The BSP also expects that “inflation is projected to decelerate in the subsequent months due to easing global oil and non-oil prices, negative base effects.”
It said its recent decisions to temper demand through higher interest rates will also help slow down inflation in the coming months.
“The impact of a weaker-than-expected global economic recovery is the primary downside risk to the outlook,” BSP said in a statement on Tuesday.
For its part, the National Economic and Development Authority (Neda) said the Department of Agriculture has expanded the Kadiwa Program, which aims to connect producers to consumers, giving local farmers a higher profit share and consumers, more affordable prices.
The government is also supporting the agriculture sector by implementing programs to lower costs of inputs, provide financial assistance in the form of fuel discounts to farmers and fisherfolks, develop innovations, and strengthen the agricultural value chain.
Meanwhile, Socioeconomic Planning Secretary Arsenio M. Balisacan also highlighted the importance of the government’s digital transformation for a more efficient and faster delivery of services to the people.
“The government is continuously implementing targeted subsidies and discounts to allay the impact of the higher prices of essential goods, especially for the vulnerable sectors and low-income earners of our society,” Balisacan said.

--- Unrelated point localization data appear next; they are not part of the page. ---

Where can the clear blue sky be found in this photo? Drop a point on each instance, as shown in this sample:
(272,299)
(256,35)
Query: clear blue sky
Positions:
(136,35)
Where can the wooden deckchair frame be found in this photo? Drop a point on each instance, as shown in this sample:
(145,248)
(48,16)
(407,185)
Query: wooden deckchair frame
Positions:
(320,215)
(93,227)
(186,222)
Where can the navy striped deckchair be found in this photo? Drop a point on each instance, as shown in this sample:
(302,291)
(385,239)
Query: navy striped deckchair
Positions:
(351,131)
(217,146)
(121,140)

The Department of Budget and Management released P5.2 billion last week to cover the third tranche of the Targeted Cash Transfer (TCT) program of the Department of Social Welfare and Development.
Neda said this covers a total of 9.8 million identified beneficiaries who are most affected by the continuous rise in commodity prices.
The TCT Program grants unconditional cash transfers of P500 per month, for six months, to the most affected households to mitigate the effects of the increase in the prices of fuel and other non-fuel commodities on vulnerable populations.